Le "préjudice d’angoisse de mort imminente" sera indemnisé de 2000 à 5000 euros pour les rescapés et de 5000 à 30 000 pour les victimes décédées. Le "préjudice d’attente et d’inquiétude", attribué aux proches des victimes décédées, sera quant à lui échelonné de 2000 à 5000 euros.
Cette "hiérarchie des souffrances" est justement le point le plus problématique pour Emmanuel Domenach, pour qui cette grille de réparation crée des discriminations "terribles et absurdes". "Que faire de la personne qui était de l’autre côté des terrasses le 13 novembre, qui a tout vu et qui est intervenue pour aider les victimes, sans avoir été visée ? Et comment juger précisément le préjudice subi, par exemple, entre la personne qui est restée 5 minutes dans le Bataclan et celle qui y est restée 3 heures et demie ?" Seulement 3000 euros séparent l’indemnisation maximum du montant minimal. "L’amplitude des montants ne représente pas le vécu des victimes", regrette Emmanuel Domenach, prisonnier une quinzaine de minutes du Bataclan.
"Mettre dos à dos les victimes"
Jusque-là, le préjudice était pourtant reconnu d’un point de vue situationnel -par rapport à la présence d’une victime à un moment et un endroit donné. Une modalité préférable, selon les associations de victimes. "L’enjeu du préjudice d’angoisse était justement de reconnaître ce qu’il s’est passé à l’instant T", note Caroline Langlade, qui rappelle qu’au moment des faits, ni le rescapé, ni la victime décédée ne connaît l’issue de l’attentat. "La peur de la personne cachée sous des corps, avec la crainte de se prendre une balle dans la tête est la même pour celle qui survit et celle qui ne survit pas."
Cet état de fait s’applique également au préjudice d’attente et d’inquiétude des proches, selon Stéphane Gicquel. Il rappelle que seules les familles de personnes décédées ont droit à cette indemnisation, même si, "quelle que soit l’issue, leur attente a été la même".
"On met dos à dos les victimes mortes, celles qui ont survécu et leurs familles", souffle Caroline Langlade, rappelant que le décès entre dans le cadre d’autres préjudices et que, depuis le lancement de Paris For Life, les membres de son association veillent à ne pas créer "d’échelle de souffrance" entre les victimes. "Le soir du 13 novembre, toutes les victimes étaient dans la même situation. On ne doit pas analyser le postulat final plutôt que l’instant T !"
"Des économies sur le dos des victimes"
"Cela réduit le spectre des victimes à indemniser", constate Eric Morain, avocat de la Fenvac, qui s’inquiète de voir les victimes être "classées à tout prix dans des cases", sans que leur situation individuelle ne soit prise en compte.
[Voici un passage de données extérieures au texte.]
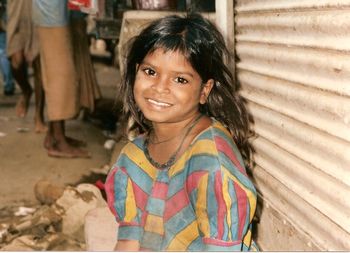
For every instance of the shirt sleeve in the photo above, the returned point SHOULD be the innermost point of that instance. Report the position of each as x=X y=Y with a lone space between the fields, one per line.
x=121 y=201
x=224 y=208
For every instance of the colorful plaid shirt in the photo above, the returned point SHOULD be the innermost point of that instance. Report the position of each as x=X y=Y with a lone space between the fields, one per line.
x=204 y=202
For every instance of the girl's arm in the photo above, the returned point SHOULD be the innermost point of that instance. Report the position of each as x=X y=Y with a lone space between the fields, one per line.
x=127 y=245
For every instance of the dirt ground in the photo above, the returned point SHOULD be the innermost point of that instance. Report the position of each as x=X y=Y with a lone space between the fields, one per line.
x=24 y=161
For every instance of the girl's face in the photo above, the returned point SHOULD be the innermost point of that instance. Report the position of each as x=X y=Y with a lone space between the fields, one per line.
x=167 y=89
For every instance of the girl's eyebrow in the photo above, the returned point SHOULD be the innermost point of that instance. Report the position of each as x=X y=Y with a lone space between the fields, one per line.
x=174 y=71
Face au grand nombre de cas, le gouvernement est accusé de chercher à réglementer les indemnisations, prenant en compte en priorité les contraintes budgétaires plutôt que la souffrance.
"On fait des économies sur le dos des victimes. Leur imposer cette expertise est une violence supplémentaire", estime Stéphane Gicquel, qui a la sensation que les victimes ne sont pas écoutées. "De ces deux postes de préjudices pouvaient découler une vraie reconnaissance de la souffrance des victimes et leurs familles. Cela aurait permis une meilleure prise en charge psychologique", déclare Caroline Langlade, amère.
Me Eric Morain assure que des victimes ont d’ores et déjà annoncé qu’elles protesteraient devant la justice. "Cela va accroître les contentieux et va faire office de jurisprudence." Une de ses clientes s’est manifestée dès mardi matin, raconte-t-il. "Dans son e-mail, elle m’a écrit : ’Nous ne valons donc rien’."